5 Listen, my beloved brothers: does god not choose beggars with respect to the world to be rich in faith and heirs of the kingdom which he promised to those who love him? 6 But you dishonour the beggar. Do wealthy men not oppress you and drag you to court? 7 Do they not blaspheme the good name invoked over you?
8 If, indeed, you fulfil the royal law, as it is written: “You will love your neighbour as yourself,” then you do well; 9 but if you show partiality, you labour at sin, shamed by the law as a transgressor. 10 For whoever keeps the whole law but blunders in one, has become guilty of everything. 11 For he who says: “Do not commit adultery,” says also, “Do not murder,” and if you do not commit adultery but you do murder, you have become a transgressor of the law.
12 Thusly speak and thusly do like men about to be judged according to the law of liberty. 13 For judgement is merciless for the man who does not enact mercy; and mercy exults over judgement.
14 What is the profit, my brothers, if someone says he has faith but has not works?

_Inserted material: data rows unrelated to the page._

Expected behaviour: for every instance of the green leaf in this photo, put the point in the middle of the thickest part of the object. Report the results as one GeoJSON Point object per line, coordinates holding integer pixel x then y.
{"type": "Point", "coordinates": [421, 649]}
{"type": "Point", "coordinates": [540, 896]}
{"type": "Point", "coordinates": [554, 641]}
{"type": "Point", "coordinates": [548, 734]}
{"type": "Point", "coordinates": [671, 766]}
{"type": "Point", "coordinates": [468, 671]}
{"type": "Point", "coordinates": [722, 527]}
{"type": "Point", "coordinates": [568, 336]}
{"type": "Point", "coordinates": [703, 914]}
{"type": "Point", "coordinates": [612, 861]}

Might faith not save him? 15 If a brother or a sister find themselves naked and lacking their daily bread 16 and one from among you says to them: “Go forth in peace, be warmed and fed,” but do not give them the necessities of the body, what is the profit? 17 Likewise faith, if it has not works, is dead by itself.
18 But someone will say, You have faith, and I have works; show me your faith apart from works, and I will show you faith from my works. You have faith that god is one, you do well; but even the demons have faith and they tremble.
20 Are you willing to understand, you empty-handed man, that faith without works is idle? 21 Was not our father Abraham justified by works when he carried his son Isaac up to the sacrificial altar? 22 You see that faith works together with his deeds and by works, faith is consummated, 23 and scripture is fulfilled, saying: “Abraham had faith in god, and it is reckoned to him as righteousness,” and he is called beloved of god. 24 You see that by works a person is justified and not by faith alone. 25 Likewise, was not even Rahab the prostitute justified by works when she harboured the messengers and sent them off by another way? 26 For just as the body without spirit is dead, so too faith without works is dead.
1. There is a real problem with the Greek in 2:1. A more literal translation of the Greek might be, My brothers, do not in partialities hold the faith of our lord, of Jesus Christ, of glory. No one really knows what to do with that of glory at the end. I’ve made a decision about how to handle it, but there’s no guarantee that it’s the right one, and many other proposals have been made over the years. Some scholars have proposed that the words of Jesus Christ are an interpolation. This actually does solve the problem, and you end up with a phrase, the lord of glory that occurs plenty of times in the Old Testament. Another, less difficult concern is the prepositional phrase I’ve translated as in partialities. The Greek word here is pretty rare. I think it occurs only in one of the Pauline epistles, in a different form in Acts of the Apostles, and in Clement. The meaning I’ve chosen seems fine; it matches well with the following discussion, but other translators have handled it differently. Do take a look a different translations of the Bible and see how they’ve dealt with James 2:1 (I recommend http://www.biblegateway.com if you don’t have a few different translations on the shelf). Young’s Literal Translation, the King James Version, and New International Version all handle the verse in distinctly different ways.
2. I’ve translated the Greek here, ἀνὴρ χρυσοδακτύλιος, very literally. It refers, obviously, to a wealthy man with many gold rings on his finger. This word χρυσοδακτύλιος was sometimes used to refer to Romans of the equestrian class, who wore an insignia ring denoting their station. Some scholars have used this as evidence that the author of this epistle was writing from Rome, but it’s not an especially strong argument.